Clement Lenglet’s dismissal for an alleged elbow on Pere Pons in Barcelona’s Liga draw with Girona on Sunday caused all sorts of controversy.
Even Pons was surprised by referee Gil Manzano’s VAR-assisted decision to dismiss Lenglet, with the midfielder admitting afterwards that he thought that he had fouled the French defender.
“I took a blow but when I got up, I apologised to Lenglet and shook his hand because I thought it was my fault,” he confessed.
As bemused Barca boss Ernesto Valverde pointed out afterwards, “It’s the first time that the player who is sent off receives an apology from his rival for fouling him!”
It was a significant call, too, as Barcelona were leading through a Lionel Messi goal at the time but were ultimately indebted to Gerard Pique’s second-half equaliser for allowing them to salvage a 2-2 draw.

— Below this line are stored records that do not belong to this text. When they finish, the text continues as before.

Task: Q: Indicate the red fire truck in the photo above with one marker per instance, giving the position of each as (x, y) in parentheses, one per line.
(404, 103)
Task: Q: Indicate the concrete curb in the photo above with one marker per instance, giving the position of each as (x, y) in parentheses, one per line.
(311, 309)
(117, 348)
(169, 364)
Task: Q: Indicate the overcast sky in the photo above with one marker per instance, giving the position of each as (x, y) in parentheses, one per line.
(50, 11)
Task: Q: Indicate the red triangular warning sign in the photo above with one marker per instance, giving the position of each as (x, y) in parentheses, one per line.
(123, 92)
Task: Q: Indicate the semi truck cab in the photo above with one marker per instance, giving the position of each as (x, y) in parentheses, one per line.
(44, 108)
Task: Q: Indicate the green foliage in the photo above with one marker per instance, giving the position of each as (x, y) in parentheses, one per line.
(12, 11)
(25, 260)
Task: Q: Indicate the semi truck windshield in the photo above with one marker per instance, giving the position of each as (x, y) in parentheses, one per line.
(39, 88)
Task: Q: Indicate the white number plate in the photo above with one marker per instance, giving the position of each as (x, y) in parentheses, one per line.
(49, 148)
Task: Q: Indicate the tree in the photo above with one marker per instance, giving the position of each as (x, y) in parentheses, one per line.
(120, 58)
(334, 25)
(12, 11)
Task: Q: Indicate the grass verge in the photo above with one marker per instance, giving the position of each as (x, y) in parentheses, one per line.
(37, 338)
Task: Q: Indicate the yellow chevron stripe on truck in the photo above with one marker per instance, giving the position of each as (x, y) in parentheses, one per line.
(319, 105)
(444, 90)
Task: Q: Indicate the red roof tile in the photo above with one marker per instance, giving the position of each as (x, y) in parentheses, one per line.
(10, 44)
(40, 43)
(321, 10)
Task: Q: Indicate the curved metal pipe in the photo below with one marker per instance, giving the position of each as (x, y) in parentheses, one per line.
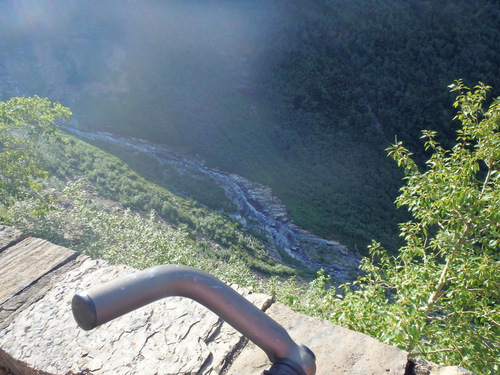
(101, 304)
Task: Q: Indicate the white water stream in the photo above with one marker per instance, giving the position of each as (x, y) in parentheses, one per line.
(254, 202)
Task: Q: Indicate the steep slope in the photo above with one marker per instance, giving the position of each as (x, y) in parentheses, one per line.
(300, 96)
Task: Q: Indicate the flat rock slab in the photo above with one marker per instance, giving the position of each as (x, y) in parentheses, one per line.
(38, 335)
(338, 350)
(28, 260)
(171, 336)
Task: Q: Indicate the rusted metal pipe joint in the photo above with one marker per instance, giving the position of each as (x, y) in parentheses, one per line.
(101, 304)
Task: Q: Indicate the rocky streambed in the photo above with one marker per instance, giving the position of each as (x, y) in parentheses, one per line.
(256, 205)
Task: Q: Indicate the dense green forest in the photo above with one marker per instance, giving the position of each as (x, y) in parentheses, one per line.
(442, 283)
(305, 97)
(301, 96)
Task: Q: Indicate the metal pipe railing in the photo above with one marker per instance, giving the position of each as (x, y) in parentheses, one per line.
(101, 304)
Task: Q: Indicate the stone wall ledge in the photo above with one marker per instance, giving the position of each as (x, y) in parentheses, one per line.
(38, 334)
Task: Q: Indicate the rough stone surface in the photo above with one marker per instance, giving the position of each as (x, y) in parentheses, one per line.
(38, 335)
(172, 336)
(27, 261)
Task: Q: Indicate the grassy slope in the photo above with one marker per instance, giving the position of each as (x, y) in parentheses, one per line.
(322, 96)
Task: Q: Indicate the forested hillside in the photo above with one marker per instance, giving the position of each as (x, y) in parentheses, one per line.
(302, 96)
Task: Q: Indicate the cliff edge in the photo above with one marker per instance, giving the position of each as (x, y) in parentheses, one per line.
(38, 334)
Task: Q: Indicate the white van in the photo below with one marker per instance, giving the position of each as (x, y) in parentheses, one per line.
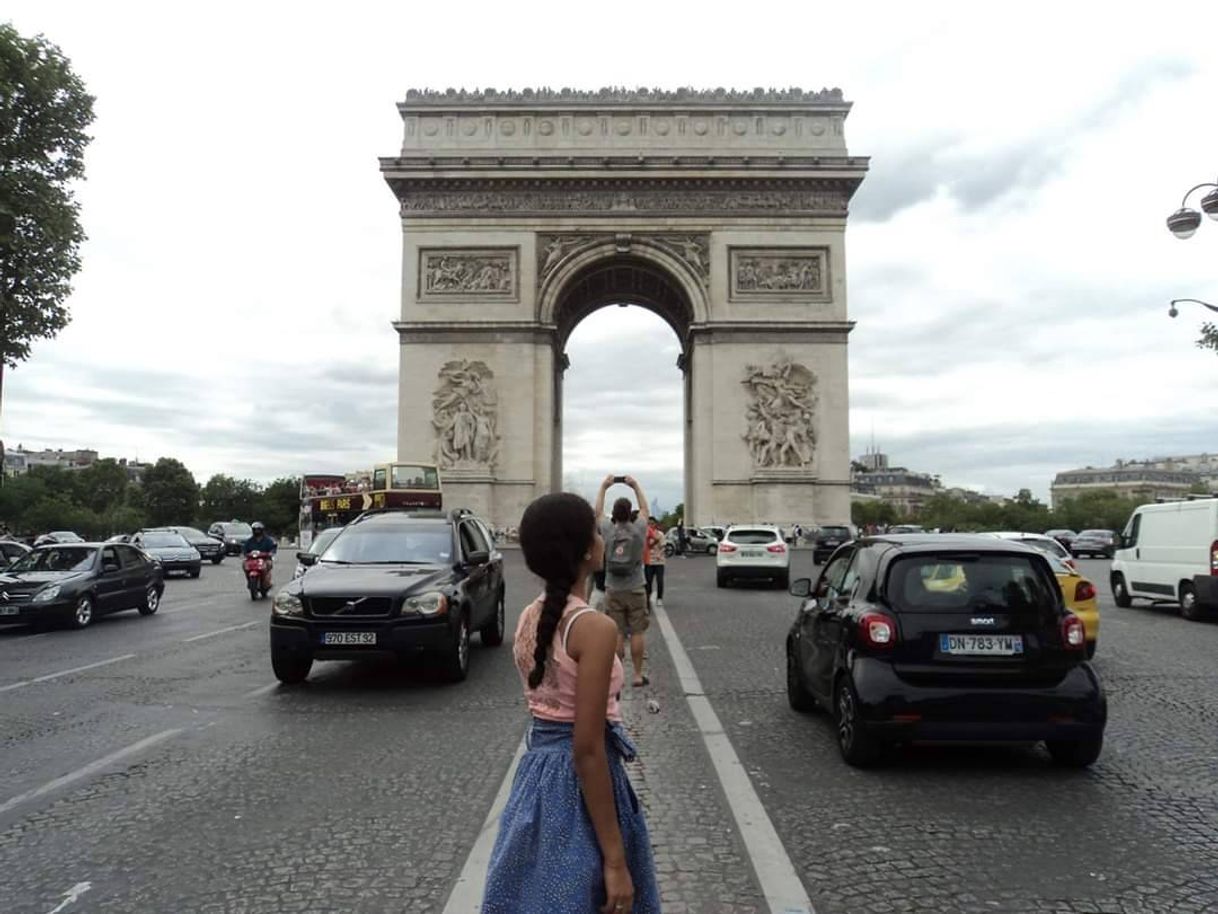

However, the dropped points allowed title rivals Real Madrid to draw level with the Blaugrana at the summit of the Liga standings and that development rather predictably reignited the ongoing debate among their respective fans about preferential treatment from referees.
Indeed, it was quickly pointed out that Manzano has now sent off five Barcelona players in the past three years.
However, it would be difficult for the Catalans to claim that they are being victimised by match officials in general.
Since Opta began recording data for red cards in La Liga in 2012, Barca have only had 12 players dismissed. To put that in context, Malaga and Valencia top the table with a whopping 40 reds apiece.
Furthermore, Real have racked up 22 reds over the past six years, suggesting that referees aren’t afraid to give Madrid players their marching orders.
However, while Blancos fans might be tempted to use the fact that their club has had 10 more players sent off than their Catalan counterparts since 2012-13, it is worth pointing out that any allegations of refereeing bias against them would be undermined by the role of Sergio Ramos in distorting the numbers.
The most red-carded player in Liga history has been dismissed seven times since 2012 alone, meaning he accounts for just under one-third of Real’s reds during this timeframe (32 per cent).
In addition, there have been seven Clasico reds in the past six years (five for Real; two for Barca), and Ramos accounts for three of them!
In short, Barca can hardly argue that they are the victims of some sort of refereeing conspiracy in light of how few reds they actually receive, while Real cannot feel hard done by, given the presence of the notoriously temperamental Sergio Ramos in their side.